Als der Kerl schließlich aus ihrer Zelle geholt worden war, als sich herausgestellt hatte, daß er in unbegreiflicher Bosheit ein Bild, das einzige Bild, das Dr. Reichhardt von Frau und Kindern besaß, zerrissen hatte, als der Doktor trauernd vor den Fetzen dieses Bildes saß, die sich doch nicht wieder zusammenfügen lassen wollten, und als Quangel da zornig sagte: »Wissen Sie, Herr Doktor, ich glaube manchmal, Sie sind wirklich schlapp.

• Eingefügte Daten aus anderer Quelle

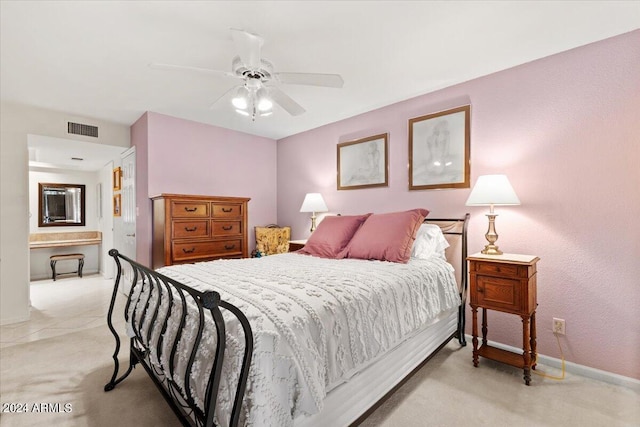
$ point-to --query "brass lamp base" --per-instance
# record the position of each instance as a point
(491, 236)
(313, 221)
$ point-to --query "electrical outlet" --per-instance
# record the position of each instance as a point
(558, 326)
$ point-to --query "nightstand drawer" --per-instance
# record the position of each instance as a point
(499, 294)
(503, 270)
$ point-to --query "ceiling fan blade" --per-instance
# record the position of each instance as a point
(311, 79)
(213, 104)
(160, 66)
(285, 101)
(248, 46)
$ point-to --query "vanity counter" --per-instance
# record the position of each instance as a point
(72, 238)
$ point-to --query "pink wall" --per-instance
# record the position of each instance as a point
(186, 157)
(139, 139)
(566, 131)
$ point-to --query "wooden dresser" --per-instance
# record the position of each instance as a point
(190, 228)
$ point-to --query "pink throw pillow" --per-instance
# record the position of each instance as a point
(386, 237)
(332, 235)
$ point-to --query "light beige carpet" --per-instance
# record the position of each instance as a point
(448, 391)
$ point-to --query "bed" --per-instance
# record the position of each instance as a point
(290, 339)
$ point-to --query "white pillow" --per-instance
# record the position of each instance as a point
(429, 242)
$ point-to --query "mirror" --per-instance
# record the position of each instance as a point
(60, 205)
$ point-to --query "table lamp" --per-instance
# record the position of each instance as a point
(313, 202)
(492, 190)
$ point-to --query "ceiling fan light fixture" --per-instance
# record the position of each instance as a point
(264, 102)
(265, 105)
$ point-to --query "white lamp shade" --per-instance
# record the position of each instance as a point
(492, 190)
(313, 202)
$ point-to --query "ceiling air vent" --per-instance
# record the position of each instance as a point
(80, 129)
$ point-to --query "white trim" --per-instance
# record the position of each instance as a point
(576, 369)
(18, 319)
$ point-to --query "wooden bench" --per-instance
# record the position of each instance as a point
(55, 258)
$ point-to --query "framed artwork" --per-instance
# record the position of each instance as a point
(363, 163)
(439, 150)
(117, 179)
(117, 205)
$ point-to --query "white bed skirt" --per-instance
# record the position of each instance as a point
(348, 401)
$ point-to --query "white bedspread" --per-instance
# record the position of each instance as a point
(315, 321)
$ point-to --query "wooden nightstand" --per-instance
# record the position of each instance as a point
(294, 245)
(505, 283)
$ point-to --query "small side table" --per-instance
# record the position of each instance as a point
(504, 283)
(295, 245)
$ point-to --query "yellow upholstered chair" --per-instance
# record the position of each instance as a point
(272, 239)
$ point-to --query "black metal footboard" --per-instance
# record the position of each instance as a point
(173, 354)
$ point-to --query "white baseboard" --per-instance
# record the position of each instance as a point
(576, 369)
(12, 320)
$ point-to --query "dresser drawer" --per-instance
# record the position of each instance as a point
(189, 210)
(499, 293)
(227, 210)
(211, 249)
(189, 229)
(502, 270)
(226, 228)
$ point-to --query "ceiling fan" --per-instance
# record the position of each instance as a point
(257, 94)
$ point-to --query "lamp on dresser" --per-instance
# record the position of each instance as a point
(313, 202)
(492, 190)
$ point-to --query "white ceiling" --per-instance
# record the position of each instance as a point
(46, 152)
(91, 58)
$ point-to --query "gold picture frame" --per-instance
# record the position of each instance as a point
(117, 205)
(439, 146)
(117, 179)
(363, 163)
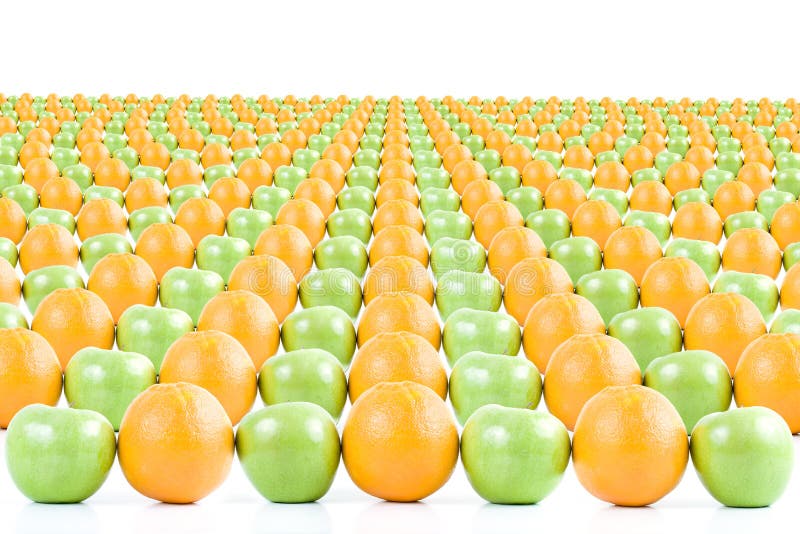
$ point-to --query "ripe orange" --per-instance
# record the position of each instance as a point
(395, 357)
(723, 323)
(581, 367)
(72, 319)
(175, 443)
(400, 441)
(30, 372)
(630, 446)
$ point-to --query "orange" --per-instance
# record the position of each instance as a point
(123, 280)
(218, 363)
(676, 284)
(101, 216)
(245, 317)
(398, 240)
(510, 246)
(72, 319)
(30, 372)
(396, 312)
(493, 217)
(752, 250)
(581, 367)
(164, 246)
(554, 319)
(200, 217)
(397, 273)
(400, 441)
(396, 357)
(269, 278)
(768, 374)
(630, 446)
(697, 220)
(290, 245)
(162, 451)
(596, 219)
(47, 244)
(724, 323)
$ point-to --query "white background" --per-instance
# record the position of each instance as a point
(489, 48)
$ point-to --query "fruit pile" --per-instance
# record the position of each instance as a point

Wenn Sie mir gleich erlaubt hätten, den Schuft ordentlich zusammenzustauchen, da hätte so was nicht passieren können« – da antwortete der Dirigent mit einem traurigen Lächeln: »Wollen wir denn werden die die andern, Quangel? Die glauben doch, daß sie uns mit Schlägen zu ihren Ansichten bekehren können! Aber wir glauben nicht an die Herrschaft der Gewalt. Wir glauben an Güte, Liebe, Gerechtigkeit.«

»Güte und Liebe für solch einen boshaften Affen!«

»Wissen Sie denn, wie er so boshaft wurde? Wissen Sie, ob er sich jetzt nicht gegen Güte und Liebe nur wehrt, weil er Angst davor hat, wenn er nicht mehr schlecht ist, anders leben zu müssen? Hätten wir den Jungen nur noch vier Wochen in unserer Zelle gehabt, Sie hätten die Wirkung schon gespürt.«

»Man muß auch hart sein können, Doktor!«

»Nein, das muß man nicht. Solch ein Satz gibt die Entschuldigung für jede Lieblosigkeit ab, Quangel!«

Quangel bewegte unmutig den Kopf mit dem scharfen, harten Vogelgesicht hin und her. Aber er widersprach nicht weiter.